CiviCRM has two fields to help us do reconciliation:
a. the invoice string that it sends to the payment processor (or at least, it does by default, any individual processor plugin may choose not to) and saves into the invoice_id field.
b. the transaction string that it gets back. That gets saved in both the contribution table and the transaction table (because now you can have more than one payment per contribution).
The two contribution table fields in CiviCRM have a hard-coded requirement to be unique (or empty), which means that when used properly, and with enough tools provided by the payment processor, we can do reconciliation, both manual and automated.
The important thing is that we need BOTH these fields if we are to cover all three of those cases - we need to identify matching entries, as well as unique unmatched entries in CiviCRM and unique unmatched entries in the processor.
And yes, if there is more than one payment against a contribution, we don't have uniqueness of the invoice number at the payment processor end of things for each payment, but that actually doesn't break anything.
Okay, having established that we need both fields, now the question is just - why do we need such an ugly string to send to the payment processor as an invoice id?
For that, there are actually two good answers:
1. When a payment via a payment processor is attempted in CiviCRM, typically no contribution record has been created.

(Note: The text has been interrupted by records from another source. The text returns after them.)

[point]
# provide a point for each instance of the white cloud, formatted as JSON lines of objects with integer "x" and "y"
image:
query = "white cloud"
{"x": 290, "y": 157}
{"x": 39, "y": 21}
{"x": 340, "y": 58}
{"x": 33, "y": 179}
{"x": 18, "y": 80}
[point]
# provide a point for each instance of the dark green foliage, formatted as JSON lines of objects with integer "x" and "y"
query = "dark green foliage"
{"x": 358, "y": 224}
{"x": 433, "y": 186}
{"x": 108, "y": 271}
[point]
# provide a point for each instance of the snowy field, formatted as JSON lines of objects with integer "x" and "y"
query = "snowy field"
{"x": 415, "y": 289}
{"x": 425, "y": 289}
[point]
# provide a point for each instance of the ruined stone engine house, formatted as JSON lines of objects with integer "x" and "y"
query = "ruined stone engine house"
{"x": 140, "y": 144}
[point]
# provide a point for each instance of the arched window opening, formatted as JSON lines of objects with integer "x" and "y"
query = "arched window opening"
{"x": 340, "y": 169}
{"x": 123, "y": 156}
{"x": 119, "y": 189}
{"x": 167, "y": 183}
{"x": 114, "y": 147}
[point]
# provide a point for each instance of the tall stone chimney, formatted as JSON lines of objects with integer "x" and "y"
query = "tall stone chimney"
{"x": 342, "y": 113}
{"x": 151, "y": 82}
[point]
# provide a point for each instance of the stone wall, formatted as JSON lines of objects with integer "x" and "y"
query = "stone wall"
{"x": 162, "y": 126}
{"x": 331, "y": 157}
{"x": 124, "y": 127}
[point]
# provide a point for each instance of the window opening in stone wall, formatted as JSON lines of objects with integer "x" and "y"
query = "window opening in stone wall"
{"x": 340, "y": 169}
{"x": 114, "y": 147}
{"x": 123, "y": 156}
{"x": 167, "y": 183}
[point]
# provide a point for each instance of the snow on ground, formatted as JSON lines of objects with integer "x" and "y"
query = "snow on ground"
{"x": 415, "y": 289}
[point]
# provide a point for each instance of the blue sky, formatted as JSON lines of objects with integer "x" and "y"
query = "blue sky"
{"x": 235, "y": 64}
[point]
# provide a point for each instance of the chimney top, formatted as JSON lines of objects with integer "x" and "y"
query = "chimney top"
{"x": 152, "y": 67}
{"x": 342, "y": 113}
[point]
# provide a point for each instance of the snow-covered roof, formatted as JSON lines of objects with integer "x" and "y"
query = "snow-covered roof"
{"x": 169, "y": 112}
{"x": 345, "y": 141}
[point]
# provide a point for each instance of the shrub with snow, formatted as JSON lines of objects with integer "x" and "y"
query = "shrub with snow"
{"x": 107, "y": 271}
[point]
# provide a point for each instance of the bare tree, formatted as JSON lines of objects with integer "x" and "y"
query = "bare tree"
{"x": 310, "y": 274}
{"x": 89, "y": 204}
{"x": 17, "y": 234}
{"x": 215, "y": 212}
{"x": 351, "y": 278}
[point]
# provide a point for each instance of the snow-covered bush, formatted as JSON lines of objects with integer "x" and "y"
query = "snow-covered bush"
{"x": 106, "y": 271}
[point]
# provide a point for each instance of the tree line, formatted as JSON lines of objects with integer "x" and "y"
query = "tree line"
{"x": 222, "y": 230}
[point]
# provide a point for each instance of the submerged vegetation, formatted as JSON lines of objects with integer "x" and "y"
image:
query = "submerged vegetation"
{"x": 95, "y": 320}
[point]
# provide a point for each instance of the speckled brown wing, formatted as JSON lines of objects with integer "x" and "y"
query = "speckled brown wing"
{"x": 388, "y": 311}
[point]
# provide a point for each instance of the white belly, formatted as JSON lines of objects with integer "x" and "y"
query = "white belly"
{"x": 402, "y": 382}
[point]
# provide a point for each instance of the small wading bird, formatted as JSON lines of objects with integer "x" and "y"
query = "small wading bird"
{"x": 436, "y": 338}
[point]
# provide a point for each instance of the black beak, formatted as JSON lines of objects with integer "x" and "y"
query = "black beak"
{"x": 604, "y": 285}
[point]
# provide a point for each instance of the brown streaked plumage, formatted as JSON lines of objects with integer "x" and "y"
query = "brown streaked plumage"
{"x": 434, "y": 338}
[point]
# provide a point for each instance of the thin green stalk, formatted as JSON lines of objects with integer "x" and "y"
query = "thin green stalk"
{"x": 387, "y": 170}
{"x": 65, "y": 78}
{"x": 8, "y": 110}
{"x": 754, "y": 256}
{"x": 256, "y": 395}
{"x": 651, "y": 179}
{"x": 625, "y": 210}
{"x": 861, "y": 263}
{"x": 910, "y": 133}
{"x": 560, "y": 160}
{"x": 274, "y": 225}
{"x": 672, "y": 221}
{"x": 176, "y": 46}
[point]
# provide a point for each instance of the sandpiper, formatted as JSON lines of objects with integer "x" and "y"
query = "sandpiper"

So there is no nice integer id that we can use to generate a human-friendly invoice id. We could do some gymnastics and add some extra code so that we were generating incremental ids each time, but that's not an easy problem to solve, and the numbers we generated would not be matched up with the contribution id numbers.
2. Global uniqueness is a good thing. The hash method for generating unique strings is also used for example in git. If we were to use some kind of incremental id and a different system (e.g. Drupal commerce?) was connecting to the same payment processor, we could have overlaps of invoice numbers, making reliable reconciliation impossible.
Okay, so enough already about the invoice_id field?
Addendum, April 28:
1. I discovered that the invoice_id field dates from CiviCRM version 1.3, so about the end of 2005.
2. My answer about not having a nice integer id available is incomplete - since 4.7, Eileen has been fixing stuff so that contributions get created as pending contributions before any payment attempts are made, and that almost allows us to change the default way that invoice_ids are generated, if we were to decide that makes sense (e.g. it might make sense for pay later contributions). But actually, there's still at least one code pathway where payments are attempted without contribution ids, so answer 1. is still a valid answer/reason.